Left-right asymmetry in predicting brain activity from LLMs' representations emerges with their formal linguistic competence
Laurent Bonnasse-Gahot, Christophe Pallier
TL;DR
The study investigates why left-right brain predictivity asymmetry emerges as LLMs train, proposing that formal linguistic competence underlies this effect. Using fMRI data from English and French listeners and a range of benchmarks, the authors show that the left-hemisphere advantage co-emerges with improved performance on formal linguistic tasks (e.g., BLiMP, Zorro, grammar acceptability) and the generation of well-formed text, but not with arithmetic, Dyck languages, or world-knowledge reasoning (ARC, Hellaswag). This pattern generalizes across model families (OLMo-2 7B and Pythia variants) and languages (French), and extends to cerebellar involvement, suggesting a robust link between syntactic/pattern-knowledge competence and LLM-to-brain alignment. The findings imply that syntactic-pattern knowledge primarily drives the observed hemispheric lateralization in brain predictivity, with functional competence lagging behind and contributing later.

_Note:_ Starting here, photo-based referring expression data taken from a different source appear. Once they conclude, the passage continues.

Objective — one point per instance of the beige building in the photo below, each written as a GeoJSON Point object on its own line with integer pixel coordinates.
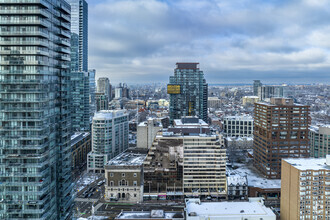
{"type": "Point", "coordinates": [146, 132]}
{"type": "Point", "coordinates": [319, 140]}
{"type": "Point", "coordinates": [250, 100]}
{"type": "Point", "coordinates": [305, 189]}
{"type": "Point", "coordinates": [124, 177]}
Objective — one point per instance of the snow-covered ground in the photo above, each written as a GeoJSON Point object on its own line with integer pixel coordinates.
{"type": "Point", "coordinates": [85, 180]}
{"type": "Point", "coordinates": [254, 178]}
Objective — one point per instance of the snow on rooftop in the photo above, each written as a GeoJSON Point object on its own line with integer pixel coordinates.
{"type": "Point", "coordinates": [308, 163]}
{"type": "Point", "coordinates": [237, 180]}
{"type": "Point", "coordinates": [127, 159]}
{"type": "Point", "coordinates": [228, 209]}
{"type": "Point", "coordinates": [254, 178]}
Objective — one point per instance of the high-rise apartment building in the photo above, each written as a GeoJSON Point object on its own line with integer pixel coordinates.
{"type": "Point", "coordinates": [280, 131]}
{"type": "Point", "coordinates": [92, 89]}
{"type": "Point", "coordinates": [109, 138]}
{"type": "Point", "coordinates": [319, 140]}
{"type": "Point", "coordinates": [104, 86]}
{"type": "Point", "coordinates": [305, 189]}
{"type": "Point", "coordinates": [79, 35]}
{"type": "Point", "coordinates": [80, 112]}
{"type": "Point", "coordinates": [188, 92]}
{"type": "Point", "coordinates": [256, 85]}
{"type": "Point", "coordinates": [35, 121]}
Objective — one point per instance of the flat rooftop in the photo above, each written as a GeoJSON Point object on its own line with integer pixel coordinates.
{"type": "Point", "coordinates": [158, 214]}
{"type": "Point", "coordinates": [308, 163]}
{"type": "Point", "coordinates": [128, 158]}
{"type": "Point", "coordinates": [229, 209]}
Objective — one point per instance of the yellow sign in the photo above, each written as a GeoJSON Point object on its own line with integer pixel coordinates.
{"type": "Point", "coordinates": [173, 89]}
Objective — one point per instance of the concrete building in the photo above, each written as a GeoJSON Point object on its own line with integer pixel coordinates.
{"type": "Point", "coordinates": [252, 210]}
{"type": "Point", "coordinates": [250, 100]}
{"type": "Point", "coordinates": [104, 86]}
{"type": "Point", "coordinates": [238, 126]}
{"type": "Point", "coordinates": [124, 177]}
{"type": "Point", "coordinates": [102, 102]}
{"type": "Point", "coordinates": [280, 131]}
{"type": "Point", "coordinates": [80, 106]}
{"type": "Point", "coordinates": [237, 187]}
{"type": "Point", "coordinates": [150, 215]}
{"type": "Point", "coordinates": [185, 160]}
{"type": "Point", "coordinates": [213, 102]}
{"type": "Point", "coordinates": [146, 132]}
{"type": "Point", "coordinates": [305, 189]}
{"type": "Point", "coordinates": [109, 138]}
{"type": "Point", "coordinates": [319, 140]}
{"type": "Point", "coordinates": [79, 35]}
{"type": "Point", "coordinates": [188, 92]}
{"type": "Point", "coordinates": [80, 147]}
{"type": "Point", "coordinates": [35, 121]}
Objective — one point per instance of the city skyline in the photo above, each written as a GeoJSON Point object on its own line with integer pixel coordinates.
{"type": "Point", "coordinates": [277, 42]}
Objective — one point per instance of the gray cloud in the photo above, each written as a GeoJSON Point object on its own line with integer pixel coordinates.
{"type": "Point", "coordinates": [140, 41]}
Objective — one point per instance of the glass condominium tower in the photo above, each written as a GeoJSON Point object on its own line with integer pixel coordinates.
{"type": "Point", "coordinates": [35, 122]}
{"type": "Point", "coordinates": [79, 32]}
{"type": "Point", "coordinates": [188, 92]}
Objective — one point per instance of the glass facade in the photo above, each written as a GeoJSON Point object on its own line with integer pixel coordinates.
{"type": "Point", "coordinates": [35, 122]}
{"type": "Point", "coordinates": [192, 98]}
{"type": "Point", "coordinates": [80, 101]}
{"type": "Point", "coordinates": [79, 30]}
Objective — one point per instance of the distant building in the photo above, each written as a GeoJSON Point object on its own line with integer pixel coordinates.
{"type": "Point", "coordinates": [80, 105]}
{"type": "Point", "coordinates": [280, 131]}
{"type": "Point", "coordinates": [305, 188]}
{"type": "Point", "coordinates": [214, 102]}
{"type": "Point", "coordinates": [237, 187]}
{"type": "Point", "coordinates": [171, 169]}
{"type": "Point", "coordinates": [319, 140]}
{"type": "Point", "coordinates": [238, 126]}
{"type": "Point", "coordinates": [256, 85]}
{"type": "Point", "coordinates": [254, 209]}
{"type": "Point", "coordinates": [265, 92]}
{"type": "Point", "coordinates": [80, 147]}
{"type": "Point", "coordinates": [102, 102]}
{"type": "Point", "coordinates": [79, 35]}
{"type": "Point", "coordinates": [250, 100]}
{"type": "Point", "coordinates": [109, 138]}
{"type": "Point", "coordinates": [124, 177]}
{"type": "Point", "coordinates": [150, 215]}
{"type": "Point", "coordinates": [146, 132]}
{"type": "Point", "coordinates": [188, 92]}
{"type": "Point", "coordinates": [104, 86]}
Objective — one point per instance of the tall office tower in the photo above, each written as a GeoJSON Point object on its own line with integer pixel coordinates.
{"type": "Point", "coordinates": [319, 140]}
{"type": "Point", "coordinates": [280, 131]}
{"type": "Point", "coordinates": [79, 35]}
{"type": "Point", "coordinates": [92, 89]}
{"type": "Point", "coordinates": [256, 85]}
{"type": "Point", "coordinates": [305, 191]}
{"type": "Point", "coordinates": [80, 112]}
{"type": "Point", "coordinates": [35, 121]}
{"type": "Point", "coordinates": [109, 138]}
{"type": "Point", "coordinates": [104, 86]}
{"type": "Point", "coordinates": [188, 92]}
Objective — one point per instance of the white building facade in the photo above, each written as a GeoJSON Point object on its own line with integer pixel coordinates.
{"type": "Point", "coordinates": [109, 138]}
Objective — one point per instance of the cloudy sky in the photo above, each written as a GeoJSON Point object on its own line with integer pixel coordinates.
{"type": "Point", "coordinates": [235, 41]}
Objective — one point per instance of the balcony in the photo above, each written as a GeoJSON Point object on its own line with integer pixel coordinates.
{"type": "Point", "coordinates": [42, 12]}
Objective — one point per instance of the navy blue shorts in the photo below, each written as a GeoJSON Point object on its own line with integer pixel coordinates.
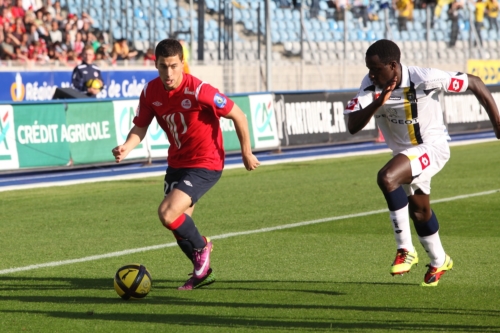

These insights refine our understanding of how artificial language systems align with human neural processing and point to region-specific developmental trajectories for future exploration.
Abstract
When humans and large language models (LLMs) process the same text, activations in the LLMs correlate with brain activity measured, e.g., with functional magnetic resonance imaging (fMRI). Moreover, it has been shown that, as the training of an LLM progresses, the performance in predicting brain activity from its internal activations improves more in the left hemisphere than in the right one. The aim of the present work is to understand which kind of competence acquired by the LLMs underlies the emergence of this left-right asymmetry. Using the OLMo-2 7B language model at various training checkpoints and fMRI data from English participants, we compare the evolution of the left-right asymmetry in brain scores alongside performance on several benchmarks. We observe that the asymmetry co-emerges with the formal linguistic abilities of the LLM. These abilities are demonstrated in two ways: by the model's capacity to assign a higher probability to an acceptable sentence than to a grammatically unacceptable one within a minimal contrasting pair, or its ability to produce well-formed text. On the opposite, the left-right asymmetry does not correlate with the performance on arithmetic or Dyck language tasks; nor with text-based tasks involving world knowledge and reasoning. We generalize these results to another family of LLMs (Pythia) and another language, namely French. Our observations indicate that the left-right asymmetry in brain predictivity matches the progress in formal linguistic competence (knowledge of linguistic patterns).